【Paper】KRR: Efficient and Scalable Kernel Record Replay

Introduction

Different RRs

Modern operating system kernels like Linux are enormous and prone to contain bugs. In order to locate these bugs, developers created Virtual Machine Record Replay (VM-RR) to record a faulty kernel execution, and then replay it to identify the bug. However, current implementations of RR are for either application or whole VMs, but there is no dedicated RR for kernels.

Kernel Record Replay

Why do we need a kernel-only RR mechanism? The key reason is that kernel developers are only concerned the kernel itself, not the whole VM. Traditional whole-VM RR records the execution of the whole VM, which requires the execution to be serial (i.e., no parallelization). Serializing the execution effectively imposes a big kernel lock, disabling parallelization and degrading performance to that of a single core or even worse.

To better understand the performance cost, it is crucial to distinguish between parallelization and concurrency.

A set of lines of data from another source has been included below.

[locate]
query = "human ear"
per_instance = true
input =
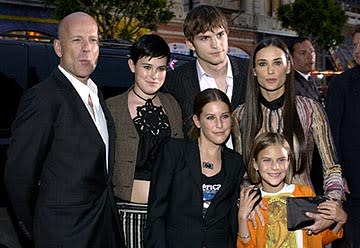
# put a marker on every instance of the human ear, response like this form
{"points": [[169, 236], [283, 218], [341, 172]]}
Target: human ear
{"points": [[190, 45], [255, 165], [57, 48], [196, 121]]}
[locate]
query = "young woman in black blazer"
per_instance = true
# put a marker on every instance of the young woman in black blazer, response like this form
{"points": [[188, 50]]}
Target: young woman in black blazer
{"points": [[195, 183]]}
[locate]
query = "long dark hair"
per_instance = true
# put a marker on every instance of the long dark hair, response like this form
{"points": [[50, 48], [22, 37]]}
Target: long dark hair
{"points": [[150, 45], [253, 116]]}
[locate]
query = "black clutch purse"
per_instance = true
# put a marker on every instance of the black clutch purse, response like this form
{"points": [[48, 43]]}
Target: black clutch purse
{"points": [[296, 208]]}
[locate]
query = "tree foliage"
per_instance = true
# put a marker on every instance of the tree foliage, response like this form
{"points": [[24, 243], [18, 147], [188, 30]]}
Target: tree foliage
{"points": [[119, 19], [321, 20]]}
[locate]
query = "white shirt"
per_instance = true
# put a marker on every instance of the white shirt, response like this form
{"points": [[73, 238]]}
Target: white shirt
{"points": [[99, 118], [206, 81], [288, 188]]}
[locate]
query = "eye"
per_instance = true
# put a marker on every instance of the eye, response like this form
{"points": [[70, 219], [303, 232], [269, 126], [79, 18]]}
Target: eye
{"points": [[94, 41], [76, 40], [204, 38], [282, 160]]}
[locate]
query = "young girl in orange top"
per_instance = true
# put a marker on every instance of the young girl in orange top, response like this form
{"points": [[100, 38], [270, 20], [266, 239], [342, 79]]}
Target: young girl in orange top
{"points": [[269, 167]]}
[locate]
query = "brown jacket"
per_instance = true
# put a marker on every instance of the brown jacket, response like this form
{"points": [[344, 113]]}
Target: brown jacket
{"points": [[127, 139]]}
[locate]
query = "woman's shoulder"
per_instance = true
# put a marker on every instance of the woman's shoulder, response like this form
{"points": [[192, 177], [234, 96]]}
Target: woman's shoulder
{"points": [[238, 111], [118, 98], [303, 190]]}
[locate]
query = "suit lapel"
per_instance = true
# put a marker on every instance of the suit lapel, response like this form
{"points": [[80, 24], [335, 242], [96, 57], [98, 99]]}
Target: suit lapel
{"points": [[237, 83], [112, 136], [193, 82], [80, 110], [193, 162]]}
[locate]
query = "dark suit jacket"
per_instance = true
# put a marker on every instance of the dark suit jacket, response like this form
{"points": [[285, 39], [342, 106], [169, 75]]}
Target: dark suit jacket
{"points": [[127, 139], [56, 171], [183, 84], [343, 109], [306, 88], [175, 201]]}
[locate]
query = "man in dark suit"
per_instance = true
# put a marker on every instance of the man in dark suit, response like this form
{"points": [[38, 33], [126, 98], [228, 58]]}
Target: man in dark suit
{"points": [[206, 33], [60, 160], [343, 109], [304, 57]]}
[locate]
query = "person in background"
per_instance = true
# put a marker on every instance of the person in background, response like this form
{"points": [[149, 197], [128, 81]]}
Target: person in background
{"points": [[270, 168], [271, 106], [343, 109], [60, 159], [143, 117], [206, 33], [304, 58], [195, 184]]}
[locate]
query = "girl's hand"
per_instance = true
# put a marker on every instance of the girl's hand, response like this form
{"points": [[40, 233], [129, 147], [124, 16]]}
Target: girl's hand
{"points": [[247, 200]]}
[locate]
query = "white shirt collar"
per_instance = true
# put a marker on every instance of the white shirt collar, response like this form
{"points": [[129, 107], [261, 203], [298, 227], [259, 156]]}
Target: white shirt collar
{"points": [[82, 89], [201, 72]]}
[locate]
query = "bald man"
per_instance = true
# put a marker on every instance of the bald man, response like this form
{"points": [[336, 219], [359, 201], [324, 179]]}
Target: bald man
{"points": [[60, 160]]}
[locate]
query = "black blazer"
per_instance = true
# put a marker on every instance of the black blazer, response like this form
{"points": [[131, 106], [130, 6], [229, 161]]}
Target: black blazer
{"points": [[183, 84], [175, 201], [343, 110], [56, 171]]}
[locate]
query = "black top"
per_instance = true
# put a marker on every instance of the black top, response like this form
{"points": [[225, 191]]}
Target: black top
{"points": [[152, 125]]}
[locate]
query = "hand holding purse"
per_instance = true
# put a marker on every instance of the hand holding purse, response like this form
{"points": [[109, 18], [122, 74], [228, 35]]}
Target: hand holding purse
{"points": [[296, 209]]}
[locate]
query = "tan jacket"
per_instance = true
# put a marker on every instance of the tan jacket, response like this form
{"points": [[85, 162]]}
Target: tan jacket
{"points": [[127, 139]]}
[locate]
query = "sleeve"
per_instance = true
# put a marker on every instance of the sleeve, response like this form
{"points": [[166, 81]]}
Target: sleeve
{"points": [[236, 131], [333, 183], [335, 102], [161, 181], [30, 141]]}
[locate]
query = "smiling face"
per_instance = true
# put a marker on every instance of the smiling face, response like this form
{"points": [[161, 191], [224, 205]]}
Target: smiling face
{"points": [[272, 164], [214, 123], [304, 57], [271, 69], [211, 47], [78, 45], [149, 75]]}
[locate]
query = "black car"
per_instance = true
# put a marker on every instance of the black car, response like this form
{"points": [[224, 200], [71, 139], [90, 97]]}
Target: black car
{"points": [[25, 63]]}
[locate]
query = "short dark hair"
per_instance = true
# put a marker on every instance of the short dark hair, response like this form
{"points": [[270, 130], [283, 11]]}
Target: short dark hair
{"points": [[355, 30], [263, 141], [203, 98], [297, 40], [203, 18], [150, 45]]}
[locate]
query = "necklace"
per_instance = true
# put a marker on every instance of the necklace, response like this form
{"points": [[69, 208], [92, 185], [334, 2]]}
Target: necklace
{"points": [[208, 165], [142, 98]]}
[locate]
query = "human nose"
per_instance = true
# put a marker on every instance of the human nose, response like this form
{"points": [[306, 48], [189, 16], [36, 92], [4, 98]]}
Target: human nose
{"points": [[219, 123], [270, 69], [275, 165], [154, 74], [86, 45], [214, 43]]}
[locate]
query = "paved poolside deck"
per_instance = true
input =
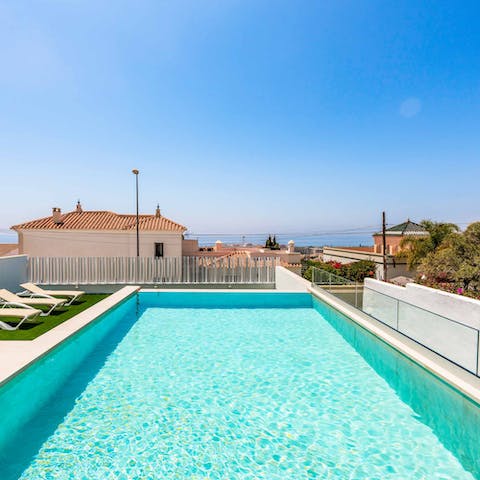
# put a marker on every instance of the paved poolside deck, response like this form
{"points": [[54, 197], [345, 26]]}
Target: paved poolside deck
{"points": [[17, 355]]}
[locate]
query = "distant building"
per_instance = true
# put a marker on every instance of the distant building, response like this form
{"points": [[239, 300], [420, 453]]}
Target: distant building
{"points": [[394, 236], [99, 234], [397, 266], [7, 249], [287, 257]]}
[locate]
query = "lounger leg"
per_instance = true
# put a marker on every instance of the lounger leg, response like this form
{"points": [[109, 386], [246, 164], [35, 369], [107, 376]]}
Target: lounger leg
{"points": [[45, 314]]}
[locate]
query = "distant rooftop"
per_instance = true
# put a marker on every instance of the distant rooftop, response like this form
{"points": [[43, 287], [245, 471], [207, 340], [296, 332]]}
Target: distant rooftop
{"points": [[100, 220], [405, 228], [7, 249]]}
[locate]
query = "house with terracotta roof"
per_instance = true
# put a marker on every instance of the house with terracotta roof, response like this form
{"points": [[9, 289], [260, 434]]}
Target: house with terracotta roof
{"points": [[397, 266], [394, 236], [82, 233]]}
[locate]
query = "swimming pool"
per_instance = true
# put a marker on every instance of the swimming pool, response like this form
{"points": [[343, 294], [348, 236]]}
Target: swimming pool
{"points": [[232, 385]]}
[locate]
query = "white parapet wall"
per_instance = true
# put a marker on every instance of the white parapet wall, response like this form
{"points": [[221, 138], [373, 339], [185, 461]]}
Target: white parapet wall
{"points": [[287, 281], [448, 324], [13, 272]]}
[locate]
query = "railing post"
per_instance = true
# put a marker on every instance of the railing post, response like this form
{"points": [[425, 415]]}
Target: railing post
{"points": [[478, 353], [397, 312]]}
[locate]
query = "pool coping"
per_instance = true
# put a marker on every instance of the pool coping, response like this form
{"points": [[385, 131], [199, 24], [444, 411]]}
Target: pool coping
{"points": [[17, 355], [460, 379]]}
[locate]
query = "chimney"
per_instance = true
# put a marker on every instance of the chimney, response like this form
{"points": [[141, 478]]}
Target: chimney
{"points": [[57, 215]]}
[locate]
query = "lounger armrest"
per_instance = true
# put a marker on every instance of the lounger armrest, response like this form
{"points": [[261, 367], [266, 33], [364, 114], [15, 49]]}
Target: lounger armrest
{"points": [[28, 294], [17, 305]]}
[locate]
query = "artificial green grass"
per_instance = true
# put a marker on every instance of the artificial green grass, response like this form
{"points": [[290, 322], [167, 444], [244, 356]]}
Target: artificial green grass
{"points": [[40, 325]]}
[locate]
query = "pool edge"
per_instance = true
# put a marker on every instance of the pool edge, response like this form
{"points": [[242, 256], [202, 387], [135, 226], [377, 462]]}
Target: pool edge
{"points": [[458, 378], [17, 355]]}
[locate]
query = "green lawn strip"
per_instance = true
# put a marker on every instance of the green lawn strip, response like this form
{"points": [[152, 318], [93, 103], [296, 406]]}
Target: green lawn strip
{"points": [[40, 325]]}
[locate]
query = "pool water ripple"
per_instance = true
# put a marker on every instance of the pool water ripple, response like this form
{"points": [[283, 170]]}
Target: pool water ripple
{"points": [[240, 394]]}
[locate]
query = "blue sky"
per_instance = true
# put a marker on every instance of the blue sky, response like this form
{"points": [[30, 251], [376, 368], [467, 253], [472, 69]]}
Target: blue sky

Parallelization means two or more threads progress at the same time, usually on different CPU cores; while concurrency means one thread can run on a CPU core while another thread has started but not finished. Generally, parallelization implies concurrency.

KRR An overview of KRR. But I won't go through all the details here.

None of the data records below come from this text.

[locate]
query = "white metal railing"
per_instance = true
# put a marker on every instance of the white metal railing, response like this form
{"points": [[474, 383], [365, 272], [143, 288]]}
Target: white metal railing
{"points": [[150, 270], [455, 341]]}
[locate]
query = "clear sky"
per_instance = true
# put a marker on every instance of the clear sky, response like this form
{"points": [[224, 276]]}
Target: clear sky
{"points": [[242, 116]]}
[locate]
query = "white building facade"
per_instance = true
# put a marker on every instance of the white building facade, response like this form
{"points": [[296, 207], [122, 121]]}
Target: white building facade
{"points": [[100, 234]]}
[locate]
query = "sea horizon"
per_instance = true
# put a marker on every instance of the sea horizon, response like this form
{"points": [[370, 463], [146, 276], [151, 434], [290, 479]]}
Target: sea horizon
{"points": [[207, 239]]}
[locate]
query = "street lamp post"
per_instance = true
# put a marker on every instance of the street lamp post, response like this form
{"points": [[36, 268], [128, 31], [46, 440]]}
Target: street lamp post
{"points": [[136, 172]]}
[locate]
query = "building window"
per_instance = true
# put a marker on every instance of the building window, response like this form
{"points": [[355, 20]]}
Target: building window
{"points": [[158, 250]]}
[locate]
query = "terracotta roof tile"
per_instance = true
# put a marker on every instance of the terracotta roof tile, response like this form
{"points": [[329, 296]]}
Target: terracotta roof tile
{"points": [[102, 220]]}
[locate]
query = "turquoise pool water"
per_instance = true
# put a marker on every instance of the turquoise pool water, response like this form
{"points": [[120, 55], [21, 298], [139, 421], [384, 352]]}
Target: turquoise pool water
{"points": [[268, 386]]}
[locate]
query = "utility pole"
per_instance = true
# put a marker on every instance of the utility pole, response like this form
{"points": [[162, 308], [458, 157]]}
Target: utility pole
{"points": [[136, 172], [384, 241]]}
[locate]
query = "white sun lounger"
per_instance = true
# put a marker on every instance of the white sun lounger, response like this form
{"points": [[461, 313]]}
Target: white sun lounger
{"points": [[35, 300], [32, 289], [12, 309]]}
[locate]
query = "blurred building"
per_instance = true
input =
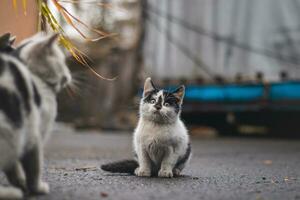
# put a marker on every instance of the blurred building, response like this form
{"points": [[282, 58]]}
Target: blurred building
{"points": [[208, 38], [21, 23]]}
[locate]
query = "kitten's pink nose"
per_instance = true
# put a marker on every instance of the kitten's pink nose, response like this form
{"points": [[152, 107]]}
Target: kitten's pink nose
{"points": [[157, 106]]}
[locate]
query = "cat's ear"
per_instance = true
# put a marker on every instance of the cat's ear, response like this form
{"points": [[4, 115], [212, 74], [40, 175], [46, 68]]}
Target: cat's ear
{"points": [[148, 86], [51, 39], [179, 93]]}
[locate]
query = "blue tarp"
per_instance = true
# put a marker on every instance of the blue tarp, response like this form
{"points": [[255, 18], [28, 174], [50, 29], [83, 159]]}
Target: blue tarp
{"points": [[242, 92]]}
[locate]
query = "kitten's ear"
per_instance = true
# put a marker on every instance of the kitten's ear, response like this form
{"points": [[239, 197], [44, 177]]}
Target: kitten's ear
{"points": [[179, 93], [5, 40], [148, 86], [12, 40]]}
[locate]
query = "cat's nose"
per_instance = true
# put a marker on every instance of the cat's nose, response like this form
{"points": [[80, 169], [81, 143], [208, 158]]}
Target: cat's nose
{"points": [[157, 106]]}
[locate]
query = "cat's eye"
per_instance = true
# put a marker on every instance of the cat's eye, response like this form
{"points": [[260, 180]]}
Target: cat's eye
{"points": [[152, 101]]}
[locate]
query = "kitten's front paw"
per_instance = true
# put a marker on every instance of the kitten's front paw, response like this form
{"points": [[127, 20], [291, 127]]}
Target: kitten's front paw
{"points": [[41, 189], [165, 173], [142, 172]]}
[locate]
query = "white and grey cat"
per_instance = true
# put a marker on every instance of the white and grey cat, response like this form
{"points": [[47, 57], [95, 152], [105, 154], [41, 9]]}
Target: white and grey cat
{"points": [[30, 78], [161, 142]]}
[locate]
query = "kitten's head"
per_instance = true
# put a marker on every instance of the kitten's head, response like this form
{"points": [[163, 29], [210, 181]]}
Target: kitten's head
{"points": [[161, 106], [45, 59]]}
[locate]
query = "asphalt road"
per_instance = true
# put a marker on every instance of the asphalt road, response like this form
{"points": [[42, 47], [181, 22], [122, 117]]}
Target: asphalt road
{"points": [[231, 168]]}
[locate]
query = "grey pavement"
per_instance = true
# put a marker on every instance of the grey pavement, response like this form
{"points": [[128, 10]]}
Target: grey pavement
{"points": [[227, 168]]}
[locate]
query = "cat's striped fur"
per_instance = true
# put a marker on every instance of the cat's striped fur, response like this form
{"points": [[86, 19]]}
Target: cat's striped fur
{"points": [[30, 77]]}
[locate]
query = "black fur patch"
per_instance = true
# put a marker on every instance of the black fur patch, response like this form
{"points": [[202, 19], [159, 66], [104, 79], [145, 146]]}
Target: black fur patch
{"points": [[148, 98], [10, 104], [21, 85], [172, 100], [186, 156], [37, 96]]}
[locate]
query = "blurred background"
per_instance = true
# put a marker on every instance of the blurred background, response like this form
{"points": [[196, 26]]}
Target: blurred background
{"points": [[239, 60]]}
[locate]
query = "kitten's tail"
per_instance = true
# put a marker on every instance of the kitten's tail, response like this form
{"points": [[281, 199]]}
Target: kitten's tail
{"points": [[123, 166]]}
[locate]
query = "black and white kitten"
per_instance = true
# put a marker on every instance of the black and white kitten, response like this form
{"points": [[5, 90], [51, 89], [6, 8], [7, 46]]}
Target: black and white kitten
{"points": [[161, 142], [30, 78]]}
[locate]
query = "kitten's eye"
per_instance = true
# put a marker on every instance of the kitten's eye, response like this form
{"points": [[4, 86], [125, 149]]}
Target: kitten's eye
{"points": [[152, 101]]}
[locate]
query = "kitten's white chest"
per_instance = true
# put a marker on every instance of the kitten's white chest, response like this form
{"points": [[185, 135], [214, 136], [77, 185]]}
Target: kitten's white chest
{"points": [[155, 140]]}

Based on this idea, Kernel Record Replay (KRR) records only the kernel execution. This yields much better performance because of two key reasons:

First, KRR requires only the kernel to be serial, allowing user-space execution to remain parallelized. This is an advantage over VM RR because a vCPU runs in user-space most of the time; thus, KRR avoids the overhead incurred by serial user-space execution.

Second, the authors stated that data centers increasingly use kernel-bypassing techniques to avoid kernel overhead. This is also an advantage for KRR because it does not have to record these I/O operations.

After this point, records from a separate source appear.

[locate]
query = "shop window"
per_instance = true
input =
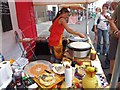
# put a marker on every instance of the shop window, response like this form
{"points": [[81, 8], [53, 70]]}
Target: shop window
{"points": [[5, 16]]}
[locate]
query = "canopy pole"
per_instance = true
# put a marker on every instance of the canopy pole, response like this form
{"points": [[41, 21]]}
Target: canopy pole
{"points": [[115, 75], [87, 28]]}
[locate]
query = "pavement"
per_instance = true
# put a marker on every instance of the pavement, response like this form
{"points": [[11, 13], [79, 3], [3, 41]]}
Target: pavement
{"points": [[43, 30]]}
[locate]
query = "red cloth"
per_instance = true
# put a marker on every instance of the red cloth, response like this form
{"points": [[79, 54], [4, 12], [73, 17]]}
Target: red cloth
{"points": [[55, 33]]}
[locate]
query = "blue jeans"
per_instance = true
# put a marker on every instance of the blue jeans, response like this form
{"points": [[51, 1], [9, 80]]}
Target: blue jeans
{"points": [[102, 34]]}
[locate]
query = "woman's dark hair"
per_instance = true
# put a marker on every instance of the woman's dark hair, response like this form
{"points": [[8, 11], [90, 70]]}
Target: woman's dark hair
{"points": [[63, 10]]}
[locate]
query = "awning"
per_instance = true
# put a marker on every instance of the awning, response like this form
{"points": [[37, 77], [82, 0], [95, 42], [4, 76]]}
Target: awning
{"points": [[54, 2], [73, 6]]}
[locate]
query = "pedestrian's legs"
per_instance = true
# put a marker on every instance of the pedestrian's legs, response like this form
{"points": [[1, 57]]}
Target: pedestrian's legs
{"points": [[105, 42], [99, 34], [107, 62]]}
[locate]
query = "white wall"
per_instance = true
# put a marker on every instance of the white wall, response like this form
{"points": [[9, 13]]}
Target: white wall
{"points": [[10, 48]]}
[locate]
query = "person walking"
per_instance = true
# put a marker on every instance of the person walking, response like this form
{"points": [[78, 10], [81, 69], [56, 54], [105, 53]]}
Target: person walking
{"points": [[96, 15], [112, 8], [114, 37], [56, 34]]}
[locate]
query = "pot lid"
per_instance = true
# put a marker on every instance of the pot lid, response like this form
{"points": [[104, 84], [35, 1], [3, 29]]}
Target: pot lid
{"points": [[77, 38], [79, 45]]}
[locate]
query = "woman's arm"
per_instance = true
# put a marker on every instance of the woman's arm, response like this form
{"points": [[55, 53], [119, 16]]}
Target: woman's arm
{"points": [[63, 22], [114, 28]]}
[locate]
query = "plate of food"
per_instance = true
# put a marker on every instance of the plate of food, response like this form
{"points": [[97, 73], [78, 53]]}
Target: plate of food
{"points": [[36, 68], [58, 68], [47, 79]]}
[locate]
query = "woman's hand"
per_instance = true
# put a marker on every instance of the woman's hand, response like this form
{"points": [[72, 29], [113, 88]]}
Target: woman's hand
{"points": [[81, 35]]}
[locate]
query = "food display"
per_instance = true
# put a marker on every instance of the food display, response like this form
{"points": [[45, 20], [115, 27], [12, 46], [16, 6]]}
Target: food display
{"points": [[79, 49], [90, 80], [47, 79], [34, 69]]}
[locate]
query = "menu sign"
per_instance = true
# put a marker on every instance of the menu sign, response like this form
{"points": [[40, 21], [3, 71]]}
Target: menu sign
{"points": [[5, 16]]}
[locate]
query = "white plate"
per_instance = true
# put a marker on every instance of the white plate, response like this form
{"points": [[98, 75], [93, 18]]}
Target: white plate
{"points": [[58, 68]]}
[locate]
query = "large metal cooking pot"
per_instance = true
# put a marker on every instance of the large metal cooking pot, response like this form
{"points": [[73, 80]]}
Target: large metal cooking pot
{"points": [[79, 49], [78, 39]]}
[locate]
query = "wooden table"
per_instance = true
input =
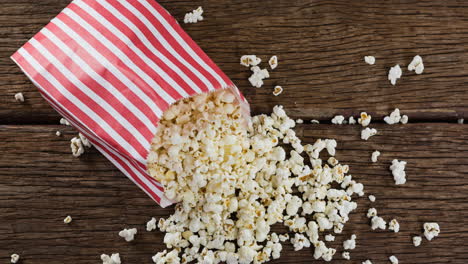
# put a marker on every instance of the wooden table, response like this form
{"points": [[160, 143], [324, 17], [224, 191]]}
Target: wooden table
{"points": [[320, 45]]}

In summary, by focusing only on kernel execution, we can reduce the record scope to kernel only and thereby avoid the overhead of serializing user-space execution.

Evaluation

To be an effective RR, KRR must satisfy two criteria:

  1. It must reproduce kernel bugs, and
  2. It must have low record overhead and fast replay.

For bug reproducibility, the authors reproduced 16 out of 17 randomly chosen kernel bugs and successfully reproduced all 5 chosen CVEs. These result confirms the effectiveness of bug reproduction.

Regarding record overhead, KRR incurs 1.52x to 2.79x slowdown compared to native execution, while VM-RR's slowdown is much higher: 8.97x to 29.94x. This clearly shows that we can significantly reduce the overhead.

Ideas

More Fine-grained RR

This paper earned three USENIX badges and the source code is available. Looking at the repository, one of my lab members noted that this project took a PhD student more than two years to complete. It's likely that a much more fine-grained RR would require even more development time. This leads to a key research question: How can we develop a complex RR mechanism more effortlessly?

Why We Can't Record True Parallel Execution?

The biggest challenge for KRR and VM-RR is parallelism. They must serialize the execution of their record target. This begs a natural question would be:

Do we truly need serialization, or can we record truly parallel execution?

I suspect we can't record truly parallel execution. Even two cores reach the same record point at the same time, there's no guarantee that they would get exact same timestamp. This problem looks like it might be a undecidable problem.